So many memories...I remember when Annie told me that her grandson, Angus, was born. I remember my parents and I seeing a play somewhere and how we all, beforehand, paid Annie a visit -- no one has ever been kinder and more gracious than she was to my parents that day. In 1991, when I was having a play of mine being read in the back of an East Village bar/restaurant, I invited all the people I knew in the professional theatre at that time, including Annie, but I certainly didn't expect her to attend -- after all, she was off doing Steel Magnolias or TV or film or a reading somewhere. But, to my everlasting gratitude, she was. Later, I interviewed her for a variety of different publications and we always had terrific lunches in the West Village or at a pretty good Indian restaurant just down the block from her apartment on West 95th Street. The last time I saw Annie, which was a few years ago, her arthritis was bad. She told me that what she liked about our friendship was that it was low maintenance -- that we could go a year without seeing each other and then just pick up where we left off and what a pleasure that was and how much she treasured that fact. And she was unstintingly supportive: when I was young and wanted just to write plays, like that play that was read in the bar/restaurant, she was there, cheering me on, offering advice, and smartly and delicately asking all the right questions. When I wanted to direct -- and I ended up directing 40 plays from 1990 to 1999 -- she came when she could or else she sent a note, and sometimes she even sent a check. When I went seriously into journalism, she even dealt beautifully with the idea of me as a critic. She was the embodiment of pure love.

Anne Pitoniak gave me many gifts. One gift was to demystify the theatre while at the same time introducing it to me in a special, intimate and personal way, letting its magic cast a spell over my 15-year-old self, all wide-eyed and naive and hopelessly in love with the stage. She gave me the gift of friendship, of course, and a mix of maternal and professional love that she conveyed with effortlessness with only her eyes. She gave me the eternal gift of kindness -- the first kindness ever shown to me by anyone in the theatre. I am eternally and deeply grateful for the 24 years I knew her.

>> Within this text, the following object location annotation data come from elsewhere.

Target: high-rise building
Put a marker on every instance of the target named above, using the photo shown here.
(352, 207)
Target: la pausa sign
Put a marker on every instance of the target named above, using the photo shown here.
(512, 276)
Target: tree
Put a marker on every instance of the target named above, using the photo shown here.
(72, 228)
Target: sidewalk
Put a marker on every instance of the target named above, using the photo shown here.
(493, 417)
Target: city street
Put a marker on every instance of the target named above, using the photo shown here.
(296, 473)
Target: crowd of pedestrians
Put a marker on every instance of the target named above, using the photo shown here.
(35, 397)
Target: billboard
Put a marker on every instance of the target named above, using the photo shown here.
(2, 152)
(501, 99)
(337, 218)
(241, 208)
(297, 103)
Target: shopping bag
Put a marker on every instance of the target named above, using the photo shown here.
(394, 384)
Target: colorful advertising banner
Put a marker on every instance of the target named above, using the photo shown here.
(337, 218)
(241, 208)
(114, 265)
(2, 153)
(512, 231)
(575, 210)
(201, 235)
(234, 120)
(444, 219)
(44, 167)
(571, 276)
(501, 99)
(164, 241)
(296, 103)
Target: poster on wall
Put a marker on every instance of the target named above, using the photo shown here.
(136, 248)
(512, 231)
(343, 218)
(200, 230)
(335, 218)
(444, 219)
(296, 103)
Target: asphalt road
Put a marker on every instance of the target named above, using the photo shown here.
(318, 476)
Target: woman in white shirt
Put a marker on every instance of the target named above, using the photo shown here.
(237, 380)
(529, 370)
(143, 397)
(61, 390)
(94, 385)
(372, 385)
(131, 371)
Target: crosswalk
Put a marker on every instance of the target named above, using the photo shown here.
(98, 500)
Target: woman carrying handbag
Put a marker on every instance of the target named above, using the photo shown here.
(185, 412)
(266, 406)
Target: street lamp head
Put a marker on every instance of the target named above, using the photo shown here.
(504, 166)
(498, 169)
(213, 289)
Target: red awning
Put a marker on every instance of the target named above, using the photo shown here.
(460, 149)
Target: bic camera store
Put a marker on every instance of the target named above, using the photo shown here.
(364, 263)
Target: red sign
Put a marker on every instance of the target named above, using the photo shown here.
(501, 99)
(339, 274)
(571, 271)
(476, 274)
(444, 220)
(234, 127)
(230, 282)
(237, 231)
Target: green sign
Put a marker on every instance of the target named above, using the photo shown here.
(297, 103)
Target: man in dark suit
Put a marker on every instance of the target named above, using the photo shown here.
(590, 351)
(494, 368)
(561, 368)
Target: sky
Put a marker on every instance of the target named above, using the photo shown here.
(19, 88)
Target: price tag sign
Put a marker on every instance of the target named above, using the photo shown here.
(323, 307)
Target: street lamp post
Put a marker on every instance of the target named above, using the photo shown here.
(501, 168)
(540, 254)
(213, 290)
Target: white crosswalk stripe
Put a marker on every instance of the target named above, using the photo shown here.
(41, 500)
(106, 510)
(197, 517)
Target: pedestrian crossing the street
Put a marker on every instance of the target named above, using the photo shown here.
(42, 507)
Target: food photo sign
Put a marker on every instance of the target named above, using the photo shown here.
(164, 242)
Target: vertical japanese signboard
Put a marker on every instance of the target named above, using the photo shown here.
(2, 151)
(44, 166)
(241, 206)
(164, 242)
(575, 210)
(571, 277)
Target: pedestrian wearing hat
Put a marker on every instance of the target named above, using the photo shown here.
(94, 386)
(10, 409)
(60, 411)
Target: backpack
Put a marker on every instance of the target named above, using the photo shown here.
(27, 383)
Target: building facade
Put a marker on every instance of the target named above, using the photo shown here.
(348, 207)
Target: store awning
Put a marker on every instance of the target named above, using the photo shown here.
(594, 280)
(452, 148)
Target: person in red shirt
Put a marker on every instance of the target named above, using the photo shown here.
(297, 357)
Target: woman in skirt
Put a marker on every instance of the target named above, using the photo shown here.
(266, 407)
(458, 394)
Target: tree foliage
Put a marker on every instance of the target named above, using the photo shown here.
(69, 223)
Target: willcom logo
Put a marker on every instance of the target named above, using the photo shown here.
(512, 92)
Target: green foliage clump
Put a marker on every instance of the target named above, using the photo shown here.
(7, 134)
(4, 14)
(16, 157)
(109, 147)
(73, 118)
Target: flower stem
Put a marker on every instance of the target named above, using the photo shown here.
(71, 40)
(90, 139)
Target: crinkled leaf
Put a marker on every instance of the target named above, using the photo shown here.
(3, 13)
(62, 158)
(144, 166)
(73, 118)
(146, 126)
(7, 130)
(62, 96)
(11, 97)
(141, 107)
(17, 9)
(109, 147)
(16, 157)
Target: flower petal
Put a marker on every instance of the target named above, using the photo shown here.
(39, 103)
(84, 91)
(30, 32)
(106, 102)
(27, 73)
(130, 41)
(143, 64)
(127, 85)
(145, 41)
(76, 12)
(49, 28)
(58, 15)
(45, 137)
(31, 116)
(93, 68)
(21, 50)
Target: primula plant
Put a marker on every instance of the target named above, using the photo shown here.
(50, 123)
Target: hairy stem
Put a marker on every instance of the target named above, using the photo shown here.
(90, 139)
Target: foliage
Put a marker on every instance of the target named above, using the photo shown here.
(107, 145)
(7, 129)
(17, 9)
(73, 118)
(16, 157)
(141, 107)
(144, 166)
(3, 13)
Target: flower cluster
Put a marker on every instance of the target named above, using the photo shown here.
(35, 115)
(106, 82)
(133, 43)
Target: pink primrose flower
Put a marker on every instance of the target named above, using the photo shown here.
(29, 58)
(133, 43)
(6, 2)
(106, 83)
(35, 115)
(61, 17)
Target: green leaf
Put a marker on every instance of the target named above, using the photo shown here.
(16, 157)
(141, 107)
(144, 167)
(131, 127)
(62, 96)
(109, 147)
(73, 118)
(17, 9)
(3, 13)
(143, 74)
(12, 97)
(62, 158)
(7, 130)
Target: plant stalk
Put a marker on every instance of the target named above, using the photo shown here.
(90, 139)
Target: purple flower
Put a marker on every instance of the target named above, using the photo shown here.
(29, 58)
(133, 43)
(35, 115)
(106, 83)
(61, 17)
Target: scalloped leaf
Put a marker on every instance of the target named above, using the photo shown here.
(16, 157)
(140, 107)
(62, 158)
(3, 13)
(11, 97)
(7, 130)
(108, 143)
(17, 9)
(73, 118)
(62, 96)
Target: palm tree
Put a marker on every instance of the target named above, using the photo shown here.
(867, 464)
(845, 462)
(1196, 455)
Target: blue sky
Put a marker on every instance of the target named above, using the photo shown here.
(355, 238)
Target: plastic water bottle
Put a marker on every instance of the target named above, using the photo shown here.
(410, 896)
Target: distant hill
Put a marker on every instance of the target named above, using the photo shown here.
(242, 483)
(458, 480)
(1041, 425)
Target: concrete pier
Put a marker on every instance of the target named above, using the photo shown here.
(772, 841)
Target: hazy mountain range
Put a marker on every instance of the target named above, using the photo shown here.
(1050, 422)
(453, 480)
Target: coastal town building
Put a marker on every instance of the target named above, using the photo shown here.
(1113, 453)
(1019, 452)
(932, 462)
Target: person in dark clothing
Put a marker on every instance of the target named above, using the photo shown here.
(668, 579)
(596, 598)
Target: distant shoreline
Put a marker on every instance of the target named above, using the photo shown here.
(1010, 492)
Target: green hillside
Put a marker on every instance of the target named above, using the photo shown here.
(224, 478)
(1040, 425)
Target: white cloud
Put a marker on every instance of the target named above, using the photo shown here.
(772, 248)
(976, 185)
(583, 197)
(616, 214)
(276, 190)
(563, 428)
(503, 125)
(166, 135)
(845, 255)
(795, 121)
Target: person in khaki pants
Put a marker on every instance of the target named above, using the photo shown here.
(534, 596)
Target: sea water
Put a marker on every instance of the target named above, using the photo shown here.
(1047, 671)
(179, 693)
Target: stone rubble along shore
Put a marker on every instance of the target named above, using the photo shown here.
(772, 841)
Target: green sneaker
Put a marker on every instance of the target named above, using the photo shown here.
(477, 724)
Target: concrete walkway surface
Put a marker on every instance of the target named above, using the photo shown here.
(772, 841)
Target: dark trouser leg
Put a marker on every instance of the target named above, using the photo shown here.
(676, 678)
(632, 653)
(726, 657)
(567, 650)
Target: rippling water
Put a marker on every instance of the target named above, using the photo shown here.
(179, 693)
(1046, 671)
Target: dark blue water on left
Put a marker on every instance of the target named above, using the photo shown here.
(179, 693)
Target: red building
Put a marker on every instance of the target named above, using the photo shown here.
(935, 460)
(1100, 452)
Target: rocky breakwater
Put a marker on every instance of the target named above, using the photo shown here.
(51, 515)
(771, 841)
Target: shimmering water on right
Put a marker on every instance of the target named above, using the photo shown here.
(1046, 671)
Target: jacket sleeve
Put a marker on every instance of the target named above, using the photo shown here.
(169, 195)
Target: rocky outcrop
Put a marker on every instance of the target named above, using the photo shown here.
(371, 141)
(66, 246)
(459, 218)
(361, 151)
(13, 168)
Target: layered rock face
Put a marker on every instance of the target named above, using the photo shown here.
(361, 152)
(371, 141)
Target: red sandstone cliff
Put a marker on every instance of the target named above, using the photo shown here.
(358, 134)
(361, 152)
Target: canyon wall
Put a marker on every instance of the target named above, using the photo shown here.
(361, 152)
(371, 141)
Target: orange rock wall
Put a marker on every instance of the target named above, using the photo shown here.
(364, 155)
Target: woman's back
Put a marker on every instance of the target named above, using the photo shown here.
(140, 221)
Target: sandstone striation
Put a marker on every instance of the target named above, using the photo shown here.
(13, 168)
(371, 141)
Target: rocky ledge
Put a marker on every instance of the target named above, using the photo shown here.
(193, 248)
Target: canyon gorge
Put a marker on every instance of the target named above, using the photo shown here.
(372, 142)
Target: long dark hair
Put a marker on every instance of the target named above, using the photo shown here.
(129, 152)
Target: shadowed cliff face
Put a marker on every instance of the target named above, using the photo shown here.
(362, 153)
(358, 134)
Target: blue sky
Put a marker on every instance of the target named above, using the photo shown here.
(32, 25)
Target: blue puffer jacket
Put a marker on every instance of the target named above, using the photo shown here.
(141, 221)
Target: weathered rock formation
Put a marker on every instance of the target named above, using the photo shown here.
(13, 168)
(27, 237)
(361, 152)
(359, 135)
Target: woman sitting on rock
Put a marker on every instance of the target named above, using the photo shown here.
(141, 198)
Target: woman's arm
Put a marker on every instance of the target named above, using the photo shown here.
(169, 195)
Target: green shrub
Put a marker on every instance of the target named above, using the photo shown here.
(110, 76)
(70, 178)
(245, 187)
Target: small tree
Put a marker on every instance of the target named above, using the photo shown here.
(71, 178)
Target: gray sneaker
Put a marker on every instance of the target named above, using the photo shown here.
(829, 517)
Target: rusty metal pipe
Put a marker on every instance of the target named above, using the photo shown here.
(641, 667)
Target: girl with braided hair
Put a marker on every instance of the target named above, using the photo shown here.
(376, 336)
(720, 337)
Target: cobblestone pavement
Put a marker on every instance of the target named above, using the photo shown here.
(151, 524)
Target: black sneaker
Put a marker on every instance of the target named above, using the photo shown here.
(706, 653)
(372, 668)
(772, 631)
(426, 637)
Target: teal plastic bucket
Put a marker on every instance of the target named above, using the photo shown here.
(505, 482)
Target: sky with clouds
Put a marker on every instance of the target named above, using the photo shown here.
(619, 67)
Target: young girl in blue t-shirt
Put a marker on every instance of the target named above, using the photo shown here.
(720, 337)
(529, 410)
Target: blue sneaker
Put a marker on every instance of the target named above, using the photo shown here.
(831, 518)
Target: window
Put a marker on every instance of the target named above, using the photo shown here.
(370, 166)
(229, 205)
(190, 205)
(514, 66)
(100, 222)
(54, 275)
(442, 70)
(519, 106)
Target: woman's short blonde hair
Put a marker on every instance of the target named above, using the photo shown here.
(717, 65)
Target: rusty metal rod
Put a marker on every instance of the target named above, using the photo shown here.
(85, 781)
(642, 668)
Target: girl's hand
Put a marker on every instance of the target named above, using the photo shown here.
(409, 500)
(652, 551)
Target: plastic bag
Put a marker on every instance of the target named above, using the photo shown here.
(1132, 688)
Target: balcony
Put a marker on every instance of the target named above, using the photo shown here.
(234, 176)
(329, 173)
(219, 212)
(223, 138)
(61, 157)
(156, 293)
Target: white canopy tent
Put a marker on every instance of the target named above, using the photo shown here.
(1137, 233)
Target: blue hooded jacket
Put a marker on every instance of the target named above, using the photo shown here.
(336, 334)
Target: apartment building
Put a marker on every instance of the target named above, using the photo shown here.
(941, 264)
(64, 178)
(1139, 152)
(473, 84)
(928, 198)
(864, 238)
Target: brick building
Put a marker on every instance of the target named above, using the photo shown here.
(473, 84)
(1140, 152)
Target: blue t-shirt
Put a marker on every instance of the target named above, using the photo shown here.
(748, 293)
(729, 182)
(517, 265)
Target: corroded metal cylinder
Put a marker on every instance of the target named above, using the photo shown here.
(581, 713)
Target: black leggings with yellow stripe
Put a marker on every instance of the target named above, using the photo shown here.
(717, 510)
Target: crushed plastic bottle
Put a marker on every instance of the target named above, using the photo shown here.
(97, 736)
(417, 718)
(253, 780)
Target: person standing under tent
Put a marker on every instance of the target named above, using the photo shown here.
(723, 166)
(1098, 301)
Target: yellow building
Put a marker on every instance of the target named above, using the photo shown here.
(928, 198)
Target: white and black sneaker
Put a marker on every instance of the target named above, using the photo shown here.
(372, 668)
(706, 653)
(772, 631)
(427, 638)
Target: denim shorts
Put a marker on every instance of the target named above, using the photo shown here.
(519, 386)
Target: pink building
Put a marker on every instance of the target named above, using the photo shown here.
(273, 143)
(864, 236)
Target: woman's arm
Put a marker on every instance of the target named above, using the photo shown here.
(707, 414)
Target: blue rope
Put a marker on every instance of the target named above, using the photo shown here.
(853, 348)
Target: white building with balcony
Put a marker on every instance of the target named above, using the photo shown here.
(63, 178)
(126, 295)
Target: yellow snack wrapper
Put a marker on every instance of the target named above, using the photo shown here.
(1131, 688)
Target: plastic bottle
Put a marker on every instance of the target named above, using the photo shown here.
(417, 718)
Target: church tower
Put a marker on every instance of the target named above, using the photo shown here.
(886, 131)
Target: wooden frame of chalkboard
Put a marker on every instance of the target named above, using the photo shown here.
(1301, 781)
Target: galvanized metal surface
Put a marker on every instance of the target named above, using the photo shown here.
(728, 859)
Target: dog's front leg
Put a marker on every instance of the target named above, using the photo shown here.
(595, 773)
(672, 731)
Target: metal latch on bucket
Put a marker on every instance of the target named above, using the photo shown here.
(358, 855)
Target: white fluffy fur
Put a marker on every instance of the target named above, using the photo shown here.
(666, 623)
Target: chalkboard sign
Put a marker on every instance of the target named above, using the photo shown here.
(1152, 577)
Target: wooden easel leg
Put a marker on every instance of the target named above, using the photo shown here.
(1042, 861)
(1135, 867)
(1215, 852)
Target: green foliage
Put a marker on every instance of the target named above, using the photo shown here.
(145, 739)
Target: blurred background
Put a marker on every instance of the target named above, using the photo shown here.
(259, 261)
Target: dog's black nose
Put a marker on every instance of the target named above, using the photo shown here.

Last thing. I have been feeling guilty since she died because I did not know she was ill; sitting at the memorial service today, beside my friend Judith Hawking, and near Marian Seldes and Jack O'Brien and a stone's throw from Kathy Bates and Marsha Norman, I felt almost as if I shouldn't be there. After all, who remembers that 15-year-old kid when there's family there, artists that Annie worked with, all the lives she blessed with her touch. But then I remembered many of the things Annie said to me over the years -- and that comment about the friendship we had. The theater may subsist on venom and ridiculousness, on petty feuds and egos, but for Annie it was none of those things. It was about truth and honesty, about goodness and giving, about joy and work, about soul and salvation, about foundation and family. So in the end, I sat there content with my memories and secure in them. Annie knew how much she meant to me, I know that.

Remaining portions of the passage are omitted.